The ACLU and the Electronic Frontier Foundation argue that the bill's term “commercial distributor” could be applied not only to traditional commercial pornographers, but also to the virtual bookstore or to a movie promotional site. Singleton agrees that one of the primary problems with the bill is that “it can definitely be interpreted to apply to bookstores.”

Chris Finan, president of the American Booksellers Foundation for Free Expression, also agrees the reach of the law will extend beyond commercial pornographers. He said: “We are very concerned with the Coats bill and are not reassured by his soothing words.

“It is not at all clear that this proposed law would not affect everybody that puts up material that conceivably could be declared harmful to minors. We are as opposed to this bill as to the original CDA. We don't see a constitutional difference between the harmful-to-minors standard and the prior-indecency standard,” he said.

Coats' bill attempts to solve the concern over the application of the harmful-to-minors standard by requiring the Department of Justice and the Federal Communications Commission to make available on their web sites “such information as is necessary to inform the public of the meaning of the term 'material that is harmful to minors'” under the law.

However, Singleton dismisses this attempt to make the bill more constitutionally defensible.

“The FCC has been wrestling with defining indecency for years since the Pacifica decision [a 1978 U.S. Supreme Court decision dealing with broadcast indecency],” she said.

“Even though the commission has been essentially begged to come up with rules regarding indecency, the FCC has refused, insisting any determination of indecency must be examined on a case-by-case basis.

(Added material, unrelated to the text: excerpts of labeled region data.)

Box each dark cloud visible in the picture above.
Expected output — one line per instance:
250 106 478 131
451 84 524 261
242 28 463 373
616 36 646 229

It won't be any easier for them to define 'harmful to minors.'”

No one questions the government's compelling interest in protecting children from harmful materials. However, “the Son of CDA” threatens to chill adult free-speech rights. The high court has acknowledged on numerous occasions that nonobscene, sexual expression is protected by the First Amendment and has warned for more than 40 years that government cannot “reduce the adult population … [to] … only what is fit for children.”

Many fear that Coats' new legislation, like the original CDA, sacrifices adult free-speech rights on the altar of protection of minors. The Supreme Court warned in Reno v. ACLU that the CDA “threatens to torch a large segment of the Internet community.”

Whether the “Son of CDA” meets the same constitutional fate and goes down in flames remains to be seen. If the bill prevails in Congress, expect immediate court challenges. First Amendment advocates may have indeed won the first round in Reno v. ACLU, but the smoke has not yet cleared. The battle over free speech in cyberspace still blazes.